This week it was Silicon Valley versus the entire transportation sector.
Scrappy startups and tech behemoths battled entrenched industries and government regulators throughout the globe, in what has become a fascinating illustration of how an entire social sector responds to an existential technology threat.
It’s no longer just Uber vs. Taxis. Here’s a handful of the major battles.
- Luxury Bus startup Leap preemptively shut down its service in the face of looming government fines. Leap offers spacious bus service with all the amenities a tech worker could want (like WiFi) and charges about 3x the price for each one-way ride ($6). The state claims that Leap failed to meet a number of safety and insurance requirements.

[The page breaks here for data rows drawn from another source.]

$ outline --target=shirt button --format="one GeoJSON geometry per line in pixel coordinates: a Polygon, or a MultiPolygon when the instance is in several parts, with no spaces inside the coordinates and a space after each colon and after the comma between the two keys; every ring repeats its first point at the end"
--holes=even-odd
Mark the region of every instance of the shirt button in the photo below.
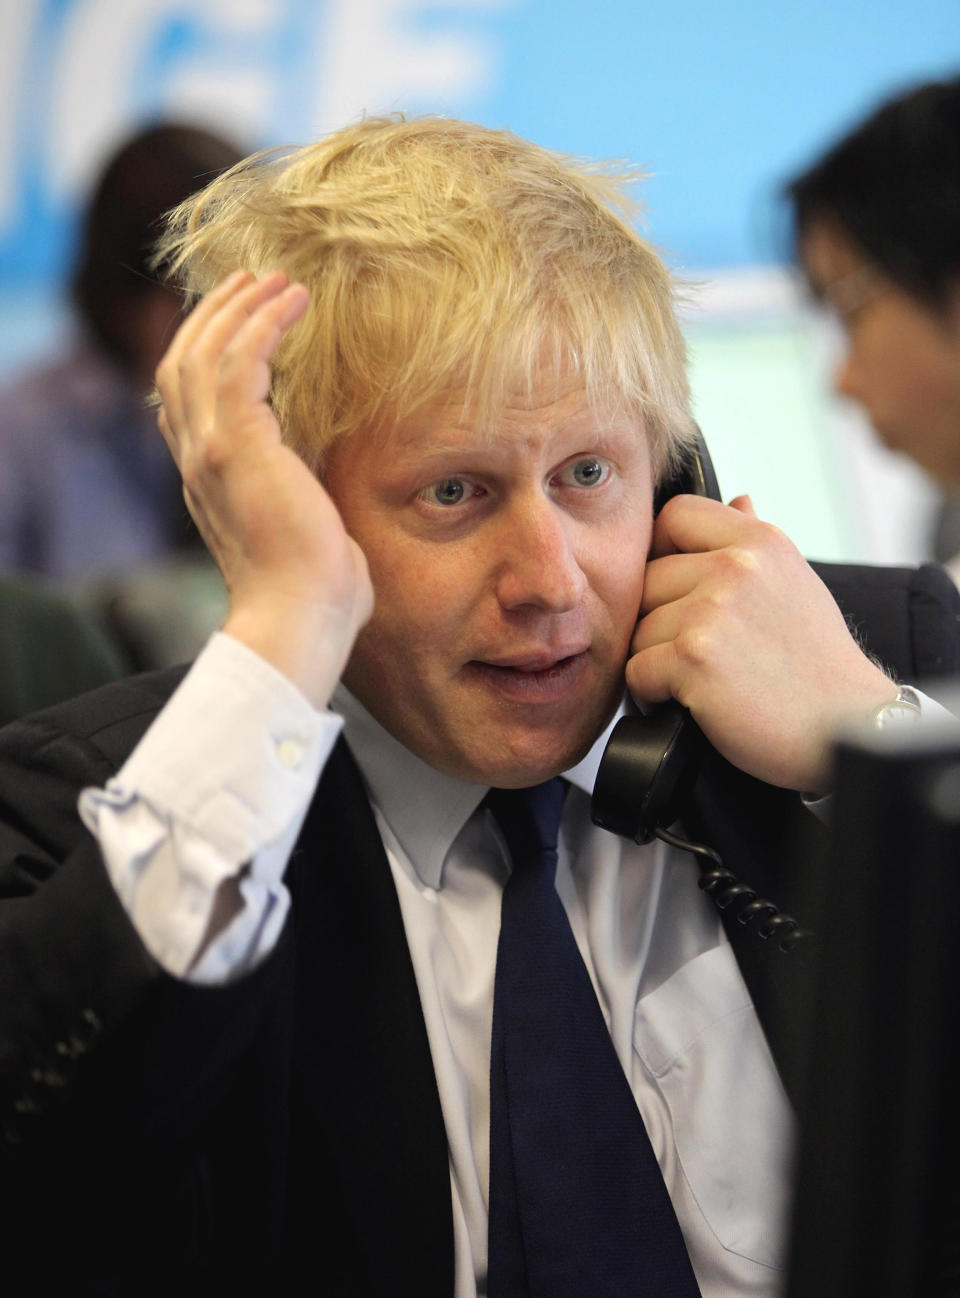
{"type": "Polygon", "coordinates": [[[295,770],[303,761],[303,744],[299,739],[281,739],[277,742],[275,751],[277,761],[288,771],[295,770]]]}

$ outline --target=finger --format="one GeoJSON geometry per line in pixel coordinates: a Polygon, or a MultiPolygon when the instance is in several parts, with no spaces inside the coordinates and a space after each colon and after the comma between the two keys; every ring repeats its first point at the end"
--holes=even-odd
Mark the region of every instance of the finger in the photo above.
{"type": "Polygon", "coordinates": [[[683,599],[710,573],[710,556],[703,554],[668,554],[651,559],[643,576],[641,616],[683,599]]]}
{"type": "Polygon", "coordinates": [[[644,613],[634,628],[630,652],[642,653],[653,645],[669,644],[680,631],[683,617],[684,606],[676,600],[644,613]]]}
{"type": "MultiPolygon", "coordinates": [[[[664,703],[677,698],[672,692],[676,654],[670,641],[651,645],[633,655],[627,663],[627,689],[637,703],[664,703]]],[[[673,688],[676,688],[674,685],[673,688]]],[[[682,699],[678,699],[683,702],[682,699]]]]}
{"type": "Polygon", "coordinates": [[[650,557],[719,550],[741,542],[747,518],[740,509],[706,496],[673,496],[653,525],[650,557]]]}
{"type": "Polygon", "coordinates": [[[187,316],[156,373],[175,435],[182,435],[189,420],[212,415],[220,352],[258,302],[281,292],[286,283],[286,276],[279,273],[258,280],[249,271],[235,271],[187,316]]]}
{"type": "MultiPolygon", "coordinates": [[[[300,319],[308,301],[303,284],[289,284],[276,297],[260,303],[224,348],[221,388],[229,388],[231,380],[247,375],[258,363],[268,365],[283,334],[300,319]]],[[[265,395],[265,389],[257,392],[258,399],[265,395]]]]}
{"type": "Polygon", "coordinates": [[[743,667],[742,655],[729,652],[730,633],[730,625],[710,610],[701,616],[688,601],[655,609],[634,632],[626,668],[631,693],[648,703],[674,698],[696,711],[716,696],[716,681],[743,667]]]}
{"type": "Polygon", "coordinates": [[[261,303],[282,293],[290,282],[279,270],[259,278],[248,272],[243,272],[243,275],[246,278],[238,280],[232,292],[217,293],[217,300],[211,303],[204,298],[196,311],[187,317],[183,326],[184,346],[180,350],[208,356],[219,354],[261,303]],[[193,328],[188,328],[190,325],[193,328]]]}
{"type": "Polygon", "coordinates": [[[157,391],[168,412],[171,431],[173,427],[179,426],[181,420],[179,400],[180,357],[191,345],[197,334],[205,327],[210,317],[220,309],[224,302],[233,294],[239,292],[252,279],[253,275],[250,271],[233,271],[216,288],[211,289],[209,293],[200,299],[186,319],[181,321],[173,335],[170,345],[164,352],[154,374],[157,391]]]}
{"type": "Polygon", "coordinates": [[[231,271],[226,279],[221,280],[209,293],[204,293],[189,315],[180,323],[171,341],[170,350],[183,351],[184,348],[189,347],[210,317],[215,315],[225,302],[229,301],[247,284],[252,283],[253,280],[252,271],[240,268],[231,271]]]}
{"type": "Polygon", "coordinates": [[[741,514],[749,514],[751,518],[757,517],[757,511],[753,507],[753,501],[749,496],[734,496],[730,501],[730,508],[736,509],[741,514]]]}
{"type": "Polygon", "coordinates": [[[251,316],[274,303],[288,285],[286,275],[279,271],[241,285],[205,316],[189,345],[173,353],[174,381],[188,423],[195,421],[202,428],[212,418],[224,352],[251,316]]]}
{"type": "MultiPolygon", "coordinates": [[[[254,425],[242,416],[266,399],[270,362],[286,330],[303,315],[308,300],[302,284],[291,284],[279,297],[262,304],[230,341],[220,366],[218,424],[234,427],[238,434],[252,429],[254,425]]],[[[273,420],[271,427],[279,434],[273,420]]]]}

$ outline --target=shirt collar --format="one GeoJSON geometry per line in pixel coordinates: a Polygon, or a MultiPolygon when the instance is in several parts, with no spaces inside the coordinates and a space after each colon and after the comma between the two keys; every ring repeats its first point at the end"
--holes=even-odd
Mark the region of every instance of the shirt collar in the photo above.
{"type": "MultiPolygon", "coordinates": [[[[331,706],[343,717],[344,736],[374,804],[421,881],[439,888],[447,853],[486,796],[487,786],[429,766],[385,730],[345,686],[337,686],[331,706]]],[[[587,755],[563,773],[587,794],[593,791],[610,731],[625,711],[624,705],[587,755]]]]}
{"type": "Polygon", "coordinates": [[[343,685],[332,707],[374,804],[386,819],[420,879],[440,887],[443,862],[487,790],[428,766],[405,748],[343,685]]]}

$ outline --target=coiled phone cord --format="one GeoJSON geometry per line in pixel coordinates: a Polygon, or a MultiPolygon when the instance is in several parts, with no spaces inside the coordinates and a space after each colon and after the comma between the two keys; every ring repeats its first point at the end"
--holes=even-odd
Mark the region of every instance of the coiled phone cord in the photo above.
{"type": "Polygon", "coordinates": [[[698,886],[713,898],[718,910],[727,910],[730,906],[737,922],[753,926],[752,931],[763,941],[775,939],[775,945],[781,951],[792,951],[795,947],[813,938],[809,929],[801,928],[792,915],[786,915],[772,901],[758,897],[756,890],[748,884],[741,883],[736,875],[731,874],[720,859],[718,852],[703,843],[690,843],[669,829],[655,829],[654,835],[670,847],[678,847],[683,852],[693,852],[700,858],[700,878],[698,886]]]}

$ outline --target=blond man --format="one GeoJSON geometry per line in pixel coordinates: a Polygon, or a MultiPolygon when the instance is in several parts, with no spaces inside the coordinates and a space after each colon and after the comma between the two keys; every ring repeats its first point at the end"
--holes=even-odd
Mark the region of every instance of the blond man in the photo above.
{"type": "MultiPolygon", "coordinates": [[[[11,1158],[21,1185],[56,1170],[75,1231],[98,1151],[105,1292],[281,1293],[307,1269],[338,1295],[508,1291],[488,1208],[511,852],[485,799],[560,773],[557,893],[682,1292],[778,1291],[791,1116],[750,992],[696,867],[592,825],[589,789],[625,690],[685,704],[724,770],[822,792],[840,718],[897,686],[746,498],[654,520],[691,421],[628,181],[371,119],[173,218],[161,256],[201,300],[160,426],[230,612],[172,696],[147,678],[16,732],[0,785],[3,846],[39,863],[18,923],[70,951],[14,1025],[8,1077],[41,1080],[11,1158]],[[78,1061],[59,1104],[44,1015],[78,1061]]],[[[571,1265],[600,1275],[607,1249],[571,1265]]],[[[591,1288],[664,1292],[643,1268],[591,1288]]]]}

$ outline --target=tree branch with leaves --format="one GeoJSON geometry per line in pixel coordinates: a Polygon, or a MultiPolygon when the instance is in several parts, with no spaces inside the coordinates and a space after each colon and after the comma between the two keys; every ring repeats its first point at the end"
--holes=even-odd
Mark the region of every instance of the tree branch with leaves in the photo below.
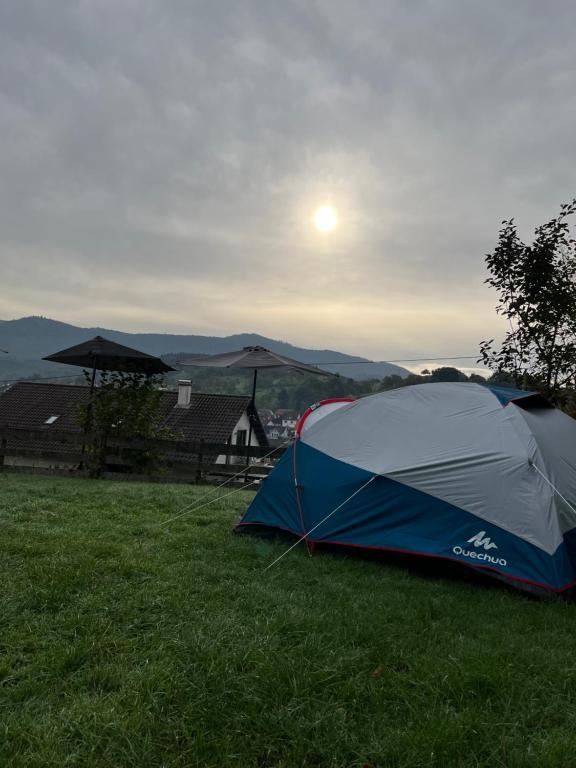
{"type": "Polygon", "coordinates": [[[554,398],[576,382],[576,240],[569,218],[576,199],[522,242],[514,219],[502,222],[498,245],[486,256],[486,283],[498,293],[496,311],[510,330],[499,348],[480,343],[480,359],[518,387],[536,387],[554,398]]]}
{"type": "MultiPolygon", "coordinates": [[[[89,381],[90,374],[84,371],[89,381]]],[[[134,439],[165,438],[176,435],[160,424],[162,392],[159,379],[139,373],[104,371],[92,401],[80,409],[79,420],[94,442],[90,451],[90,471],[97,476],[105,468],[109,437],[134,439]]],[[[135,465],[152,469],[159,457],[151,451],[125,451],[135,465]]]]}

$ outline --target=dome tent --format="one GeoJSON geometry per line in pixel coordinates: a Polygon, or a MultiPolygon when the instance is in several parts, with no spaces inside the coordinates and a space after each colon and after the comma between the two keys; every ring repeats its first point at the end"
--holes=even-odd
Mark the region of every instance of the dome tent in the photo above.
{"type": "Polygon", "coordinates": [[[576,422],[540,395],[420,384],[341,402],[237,530],[454,560],[518,587],[576,582],[576,422]]]}

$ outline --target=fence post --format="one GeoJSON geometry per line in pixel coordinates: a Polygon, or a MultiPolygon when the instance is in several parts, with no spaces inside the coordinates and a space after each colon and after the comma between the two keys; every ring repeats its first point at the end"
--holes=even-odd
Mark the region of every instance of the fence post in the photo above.
{"type": "Polygon", "coordinates": [[[3,437],[0,440],[0,472],[4,469],[4,451],[6,450],[6,446],[8,445],[8,440],[3,437]]]}
{"type": "Polygon", "coordinates": [[[200,440],[200,446],[198,448],[198,464],[196,465],[196,485],[199,485],[202,482],[202,462],[204,461],[204,454],[202,451],[203,445],[204,440],[200,440]]]}

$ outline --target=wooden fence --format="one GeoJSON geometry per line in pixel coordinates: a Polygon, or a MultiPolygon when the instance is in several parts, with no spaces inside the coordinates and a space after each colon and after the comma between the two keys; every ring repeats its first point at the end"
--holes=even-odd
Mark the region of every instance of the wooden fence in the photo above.
{"type": "Polygon", "coordinates": [[[285,444],[261,448],[113,436],[103,444],[93,434],[0,427],[0,472],[258,485],[285,450],[285,444]]]}

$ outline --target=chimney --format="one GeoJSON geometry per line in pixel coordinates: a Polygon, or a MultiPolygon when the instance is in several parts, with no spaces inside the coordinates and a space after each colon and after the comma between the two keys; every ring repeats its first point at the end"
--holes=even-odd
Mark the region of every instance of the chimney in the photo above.
{"type": "Polygon", "coordinates": [[[192,398],[192,382],[188,379],[178,382],[178,403],[177,408],[190,408],[192,398]]]}

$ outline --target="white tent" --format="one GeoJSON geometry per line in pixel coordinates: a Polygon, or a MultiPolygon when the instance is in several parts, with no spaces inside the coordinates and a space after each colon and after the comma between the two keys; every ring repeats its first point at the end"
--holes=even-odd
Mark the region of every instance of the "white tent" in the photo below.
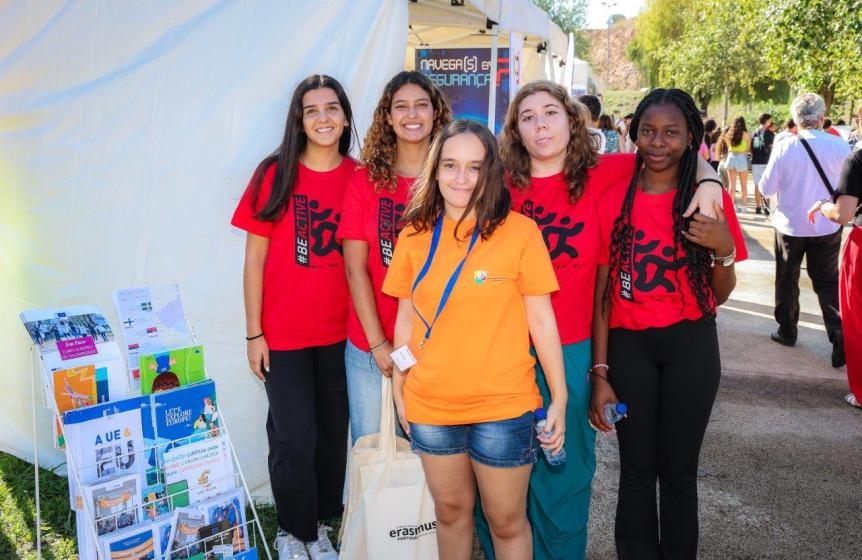
{"type": "MultiPolygon", "coordinates": [[[[405,68],[414,68],[418,48],[488,47],[492,49],[493,75],[496,49],[519,44],[520,83],[536,79],[564,82],[569,38],[530,0],[465,0],[463,6],[453,6],[449,0],[418,0],[409,6],[405,68]]],[[[491,91],[489,107],[494,106],[494,81],[491,91]]],[[[515,88],[510,91],[514,95],[515,88]]],[[[493,119],[494,111],[489,110],[489,115],[493,119]]]]}
{"type": "MultiPolygon", "coordinates": [[[[113,290],[178,282],[251,490],[269,493],[230,216],[305,76],[342,82],[362,137],[404,65],[408,17],[411,46],[491,19],[502,45],[526,36],[525,79],[559,78],[565,36],[529,0],[420,0],[409,15],[406,0],[0,4],[0,450],[33,457],[20,311],[95,304],[118,330],[113,290]]],[[[60,465],[37,418],[41,462],[60,465]]]]}
{"type": "Polygon", "coordinates": [[[176,281],[252,491],[269,492],[230,217],[296,83],[340,80],[361,134],[406,33],[405,0],[0,5],[0,449],[32,458],[21,310],[95,304],[117,330],[113,290],[176,281]]]}

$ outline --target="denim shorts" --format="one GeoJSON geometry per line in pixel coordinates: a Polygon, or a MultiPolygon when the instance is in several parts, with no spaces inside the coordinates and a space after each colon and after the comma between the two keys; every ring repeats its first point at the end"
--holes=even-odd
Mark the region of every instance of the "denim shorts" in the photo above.
{"type": "Polygon", "coordinates": [[[455,426],[411,422],[410,443],[419,453],[466,453],[477,463],[502,468],[532,465],[539,449],[533,411],[508,420],[455,426]]]}
{"type": "Polygon", "coordinates": [[[730,154],[727,157],[727,168],[736,171],[748,171],[748,156],[745,154],[730,154]]]}

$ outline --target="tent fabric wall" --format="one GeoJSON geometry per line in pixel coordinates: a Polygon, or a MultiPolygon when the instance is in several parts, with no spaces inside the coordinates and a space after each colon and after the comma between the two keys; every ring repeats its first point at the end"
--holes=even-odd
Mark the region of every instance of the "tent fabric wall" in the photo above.
{"type": "MultiPolygon", "coordinates": [[[[295,85],[341,81],[361,138],[406,33],[405,0],[0,6],[0,449],[32,459],[19,311],[95,304],[118,330],[113,290],[176,281],[250,489],[268,494],[229,220],[295,85]]],[[[39,425],[43,464],[60,464],[45,409],[39,425]]]]}

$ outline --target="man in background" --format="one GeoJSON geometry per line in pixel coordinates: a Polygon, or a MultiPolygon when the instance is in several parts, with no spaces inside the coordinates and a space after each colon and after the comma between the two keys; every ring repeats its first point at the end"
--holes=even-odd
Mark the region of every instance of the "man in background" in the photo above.
{"type": "Polygon", "coordinates": [[[841,367],[845,363],[838,314],[841,226],[828,220],[810,223],[808,209],[817,201],[832,199],[850,147],[841,138],[821,130],[826,103],[816,93],[794,99],[790,113],[799,131],[796,136],[775,143],[758,185],[764,196],[778,197],[772,211],[778,330],[771,338],[784,346],[796,344],[799,271],[805,258],[808,276],[820,302],[826,334],[832,343],[832,367],[841,367]]]}

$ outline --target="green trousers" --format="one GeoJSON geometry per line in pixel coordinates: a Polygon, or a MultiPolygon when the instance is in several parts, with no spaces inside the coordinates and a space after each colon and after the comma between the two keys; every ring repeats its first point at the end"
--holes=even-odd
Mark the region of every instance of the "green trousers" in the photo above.
{"type": "MultiPolygon", "coordinates": [[[[587,521],[590,494],[596,472],[596,432],[590,427],[590,340],[563,346],[569,402],[566,409],[566,454],[568,459],[551,467],[539,452],[530,474],[527,517],[533,528],[535,560],[582,560],[587,557],[587,521]]],[[[551,395],[541,365],[536,363],[536,382],[545,406],[551,395]]],[[[476,500],[476,532],[488,560],[495,560],[488,522],[476,500]]]]}

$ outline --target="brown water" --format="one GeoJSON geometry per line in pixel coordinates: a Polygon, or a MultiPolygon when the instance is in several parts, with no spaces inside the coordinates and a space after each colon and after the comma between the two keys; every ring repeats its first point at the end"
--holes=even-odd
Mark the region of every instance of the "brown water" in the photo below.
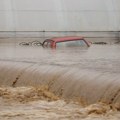
{"type": "Polygon", "coordinates": [[[0,45],[0,119],[120,119],[120,45],[0,45]]]}

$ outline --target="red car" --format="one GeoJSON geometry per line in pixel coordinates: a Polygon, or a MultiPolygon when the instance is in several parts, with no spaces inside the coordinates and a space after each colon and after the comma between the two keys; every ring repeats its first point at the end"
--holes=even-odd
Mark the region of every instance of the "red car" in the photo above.
{"type": "Polygon", "coordinates": [[[57,37],[46,39],[43,42],[43,47],[58,48],[58,47],[89,47],[90,42],[86,41],[84,37],[57,37]]]}

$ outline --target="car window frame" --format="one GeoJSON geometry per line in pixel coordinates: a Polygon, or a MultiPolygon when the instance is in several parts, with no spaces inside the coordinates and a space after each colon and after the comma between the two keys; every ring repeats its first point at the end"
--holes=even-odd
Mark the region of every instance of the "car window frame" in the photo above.
{"type": "Polygon", "coordinates": [[[51,48],[53,46],[53,40],[47,39],[43,42],[43,47],[49,47],[51,48]],[[45,45],[45,43],[47,43],[47,45],[45,45]],[[48,46],[48,44],[50,43],[50,45],[48,46]]]}
{"type": "MultiPolygon", "coordinates": [[[[78,40],[78,39],[76,39],[76,40],[73,39],[73,40],[58,41],[58,42],[55,43],[55,46],[57,47],[57,43],[69,42],[69,41],[84,41],[85,45],[86,45],[86,46],[89,46],[88,43],[86,42],[86,40],[84,40],[84,39],[79,39],[79,40],[78,40]]],[[[66,47],[67,47],[67,46],[66,46],[66,47]]],[[[78,47],[79,47],[79,46],[78,46],[78,47]]]]}

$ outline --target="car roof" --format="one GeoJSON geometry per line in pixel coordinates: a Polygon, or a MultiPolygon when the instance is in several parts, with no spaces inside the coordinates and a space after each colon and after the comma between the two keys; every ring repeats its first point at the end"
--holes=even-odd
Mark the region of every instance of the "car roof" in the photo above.
{"type": "Polygon", "coordinates": [[[61,42],[61,41],[71,41],[71,40],[83,40],[84,37],[82,36],[70,36],[70,37],[56,37],[56,38],[51,38],[49,40],[53,40],[55,42],[61,42]]]}

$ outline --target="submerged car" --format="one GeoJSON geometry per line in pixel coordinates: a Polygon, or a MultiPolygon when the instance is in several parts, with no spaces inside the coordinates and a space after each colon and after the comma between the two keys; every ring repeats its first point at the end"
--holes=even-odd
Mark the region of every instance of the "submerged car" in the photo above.
{"type": "Polygon", "coordinates": [[[84,37],[57,37],[46,39],[42,43],[43,47],[59,48],[59,47],[90,47],[90,42],[84,37]]]}

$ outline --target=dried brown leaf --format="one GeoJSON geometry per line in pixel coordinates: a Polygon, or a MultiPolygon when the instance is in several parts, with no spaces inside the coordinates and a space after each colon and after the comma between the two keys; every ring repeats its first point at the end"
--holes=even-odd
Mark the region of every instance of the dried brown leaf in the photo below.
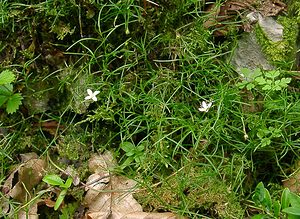
{"type": "Polygon", "coordinates": [[[3,193],[20,202],[25,201],[30,195],[28,192],[42,180],[45,167],[46,162],[42,159],[30,159],[20,164],[5,181],[3,193]]]}
{"type": "Polygon", "coordinates": [[[88,208],[87,219],[171,219],[177,216],[173,213],[147,213],[134,199],[133,192],[136,182],[123,176],[116,176],[109,172],[116,166],[111,153],[93,155],[89,167],[95,172],[86,183],[87,194],[84,204],[88,208]]]}
{"type": "Polygon", "coordinates": [[[37,213],[38,207],[37,203],[30,206],[28,211],[20,210],[18,214],[18,219],[38,219],[39,215],[37,213]]]}

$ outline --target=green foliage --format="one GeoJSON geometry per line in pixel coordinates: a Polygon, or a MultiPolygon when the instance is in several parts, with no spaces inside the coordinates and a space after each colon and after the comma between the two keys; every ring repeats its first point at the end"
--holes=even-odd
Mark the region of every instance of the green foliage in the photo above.
{"type": "Polygon", "coordinates": [[[59,186],[62,189],[54,205],[54,210],[57,210],[63,202],[68,189],[71,187],[73,179],[69,177],[66,182],[64,182],[58,175],[53,174],[44,176],[43,181],[51,186],[59,186]]]}
{"type": "Polygon", "coordinates": [[[280,72],[277,70],[263,73],[259,69],[255,69],[254,71],[242,69],[241,72],[250,81],[238,83],[237,86],[240,89],[246,87],[247,90],[257,88],[262,91],[280,91],[286,88],[292,80],[291,78],[277,79],[280,76],[280,72]]]}
{"type": "Polygon", "coordinates": [[[76,212],[78,208],[78,204],[76,203],[69,203],[65,205],[61,209],[61,215],[59,215],[59,219],[69,219],[74,217],[74,213],[76,212]]]}
{"type": "Polygon", "coordinates": [[[139,166],[145,159],[145,147],[143,144],[137,147],[130,142],[123,142],[120,145],[121,149],[125,151],[127,159],[121,165],[122,168],[129,166],[133,161],[139,166]]]}
{"type": "Polygon", "coordinates": [[[254,191],[252,200],[256,207],[262,207],[263,214],[257,214],[252,218],[282,218],[287,215],[289,219],[300,216],[300,196],[285,188],[281,194],[281,200],[272,201],[269,191],[260,182],[254,191]]]}
{"type": "MultiPolygon", "coordinates": [[[[298,158],[298,79],[242,69],[246,80],[236,86],[225,56],[238,39],[230,31],[238,20],[215,27],[230,32],[221,38],[203,25],[225,1],[144,2],[1,2],[1,66],[13,66],[18,86],[12,72],[0,75],[0,105],[12,113],[22,100],[14,92],[26,98],[22,112],[0,115],[1,176],[14,156],[36,150],[80,165],[85,180],[90,154],[111,150],[123,173],[153,196],[147,210],[243,218],[239,200],[253,182],[273,182],[298,158]],[[84,101],[87,89],[100,91],[97,103],[84,101]],[[213,107],[199,112],[205,100],[213,107]]],[[[58,209],[71,180],[45,180],[61,189],[58,209]]],[[[257,190],[262,217],[293,207],[290,199],[270,201],[262,185],[257,190]]],[[[66,204],[60,217],[72,212],[66,204]]]]}
{"type": "Polygon", "coordinates": [[[22,95],[13,92],[15,74],[10,70],[4,70],[0,73],[0,107],[6,104],[6,112],[11,114],[19,109],[22,104],[22,95]]]}

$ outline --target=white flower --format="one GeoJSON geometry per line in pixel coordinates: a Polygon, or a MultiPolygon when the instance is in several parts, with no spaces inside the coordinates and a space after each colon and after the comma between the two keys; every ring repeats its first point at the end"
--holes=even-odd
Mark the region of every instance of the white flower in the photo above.
{"type": "Polygon", "coordinates": [[[208,112],[209,108],[212,106],[212,102],[206,103],[202,101],[201,107],[198,108],[200,112],[208,112]]]}
{"type": "Polygon", "coordinates": [[[93,92],[91,89],[87,89],[86,90],[88,93],[88,96],[86,96],[84,99],[85,100],[89,100],[92,99],[93,101],[97,101],[97,97],[96,95],[100,93],[100,91],[96,90],[95,92],[93,92]]]}

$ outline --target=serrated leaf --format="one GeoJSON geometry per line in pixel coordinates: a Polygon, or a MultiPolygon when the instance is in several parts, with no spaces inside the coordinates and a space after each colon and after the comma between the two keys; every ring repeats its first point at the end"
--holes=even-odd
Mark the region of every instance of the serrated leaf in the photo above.
{"type": "Polygon", "coordinates": [[[248,81],[239,82],[236,86],[240,89],[243,89],[248,84],[248,81]]]}
{"type": "Polygon", "coordinates": [[[240,71],[246,78],[249,78],[252,73],[252,71],[249,68],[241,68],[240,71]]]}
{"type": "Polygon", "coordinates": [[[0,85],[10,84],[16,79],[15,74],[10,70],[4,70],[0,73],[0,85]]]}
{"type": "Polygon", "coordinates": [[[247,84],[247,86],[246,86],[247,90],[251,90],[251,89],[253,89],[254,87],[255,87],[255,85],[252,84],[252,83],[249,83],[249,84],[247,84]]]}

- Auto dealers went after price-comparison startup Truecar for violating what they believe are strict rules about selling cars. By charging dealers a fee for selling a car listed with the help of TrueCar, the lawsuit claims that the website is acting as an unauthorized car dealer.
- Texas axed a bill to allow Tesla to sell directly to consumers, making it one of many industries to protect entrenched auto dealers against direct sales.
- Uber finally got permission to operate in Germany. Among many requirements, drivers must return to the company headquarters after each trip, making it nearly impossible to efficiently route drivers.
Thinking of any major social sector which is big enough to have its own secretary general (like a Secretary of Transportation), it’s hard to find any comparable examples. Education, Housing, Energy, and Defense are still disruption free for the time being.
But as Silicon Valley expands its ambitions, we now have a glimpse of how established interests will fight back.